The frenetic 2023-24 Broadway season officially ended Sunday. Notwithstanding encouraging results this Spring amid back-to-back openings ahead of the Tony Award nominations, industry statistics indicate a stalled recovery from the pandemic.
Broadway recorded 2023-24 attendance of 12.3 million, which was little changed from the previous season and down 17 percent from 2018-19, the last full season before the industry shutdown. Box office grosses in 2023-24 dropped 2.4 percent to $1.54 billion, according to the Broadway League, the trade association of theater owners and producers. That’s the lowest since 2016-17, not counting seasons that were partially or entirely cancelled due to the pandemic.
The average ticket price in 2023-24 fell by $3 to $125.27. While the average ticket was 1 percent higher than in 2018-19, production and operating budgets have grown astronomically in the interim.

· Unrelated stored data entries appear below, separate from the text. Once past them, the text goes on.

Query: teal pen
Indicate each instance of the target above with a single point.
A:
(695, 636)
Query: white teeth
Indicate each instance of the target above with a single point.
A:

Given the tepid sales and inflation of production costs, Broadway has endured its own version of stagflation, the scourge of the late-1970s United States. The industry’s struggling with the absence of much of its suburban audience and theatergoers 65 and over, plus the lack of a popular new musical that transcends Broadway, on the order of Hamilton or Book of Mormon. (New York State Comptroller Thomas P. DiNapoli is scheduled to release an update on tourism tomorrow.)
Since reopening in late 2021, Broadway has lost more long-running shows than it created. Out are The Phantom of the Opera, Dear Evan Hansen, Come From Away and Ain’t Too Proud (a strong 2019 entry that lost momentum going into the pandemic). M.J., thanks to its Michael Jackson score and propulsive choreography, has been the highest-grossing post-pandemic new musical; & Juliet, with its Max Martin hits and cheeky Shakespeare-inspired story, is prospering; Six has been a money machine.
But the Queens have faded ever-so-slightly at the box office; as have the 13-year-old Book of Mormon and Hamilton, which first opened at the Public Theater off-Broadway nearly a decade ago. The three blockbusters still appear to be profitable, especially Hamilton.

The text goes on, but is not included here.